I looked about me. The floor was littered with papers, books, instruments, biscuits, mats, rugs, and general furniture—to say nothing of broken glass and crockery—strewn about in hopeless confusion.

The decanter lay in fragments, in one place, with the spilt wine near it; and the remains of the inkstand were in another, near a great, black stain on the carpet. The pieces of thick glass from the door were now on the floor, too; and Ramsden was hopping about on one leg, saying things to himself.

"What's the matter?" I asked, when I had got my wits back. "Are you hurt?"

"That confounded grating came down on my toe!" he cried. "I believe it has smashed it!"

I am sorry to say it had—or very nearly; and ever since then, as I dare say you noticed to-day, he has walked with a limp.

That, as it turned out, was the most serious outcome of our adventure. A lot of damage of one sort and another had, of course, been done in various ways, but nothing that could not be put right or replaced.
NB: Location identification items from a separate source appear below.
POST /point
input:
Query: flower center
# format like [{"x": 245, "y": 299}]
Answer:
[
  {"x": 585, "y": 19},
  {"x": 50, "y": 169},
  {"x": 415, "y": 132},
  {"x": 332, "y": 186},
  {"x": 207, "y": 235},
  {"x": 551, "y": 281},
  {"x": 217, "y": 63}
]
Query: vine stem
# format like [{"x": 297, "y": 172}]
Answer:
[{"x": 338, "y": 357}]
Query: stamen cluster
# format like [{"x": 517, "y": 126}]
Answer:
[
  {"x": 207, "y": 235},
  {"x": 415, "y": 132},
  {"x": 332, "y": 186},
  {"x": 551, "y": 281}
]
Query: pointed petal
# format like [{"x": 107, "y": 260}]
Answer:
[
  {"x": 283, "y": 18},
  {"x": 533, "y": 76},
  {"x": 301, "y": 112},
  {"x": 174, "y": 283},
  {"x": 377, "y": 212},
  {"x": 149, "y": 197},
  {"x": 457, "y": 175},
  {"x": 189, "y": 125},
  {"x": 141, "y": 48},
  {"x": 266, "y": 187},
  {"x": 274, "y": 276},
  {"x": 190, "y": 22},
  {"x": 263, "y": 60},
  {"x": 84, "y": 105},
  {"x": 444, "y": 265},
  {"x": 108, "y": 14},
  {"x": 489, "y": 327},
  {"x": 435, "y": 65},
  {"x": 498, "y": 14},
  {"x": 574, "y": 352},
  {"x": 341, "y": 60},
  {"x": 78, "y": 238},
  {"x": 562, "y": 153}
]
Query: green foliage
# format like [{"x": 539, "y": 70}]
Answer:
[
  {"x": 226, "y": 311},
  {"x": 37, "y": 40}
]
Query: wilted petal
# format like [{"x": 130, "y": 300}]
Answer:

We were still being whirled along in the wake of the comet; but Ramsden, in spite of the pain he was in, set to work to get free; and eventually, I need not say, he succeeded, or I should not now be here talking to you.

THERE was a pause when Earnshaw had finished his narrative. Then Harrington spoke:

"And what, may I ask, was the gain to science? Were the scientific results of any real astronomical value?"

"There weren't any, practically speaking," was the answer. "This little upset prevented Ramsden from making the careful observations he had intended. Even some notes he had set down were rendered useless by the ink that was spilt over them. And the worst of it is," Earnshaw added regretfully, "Ramsden says there won't be another comet within our reach for at least fifty years!"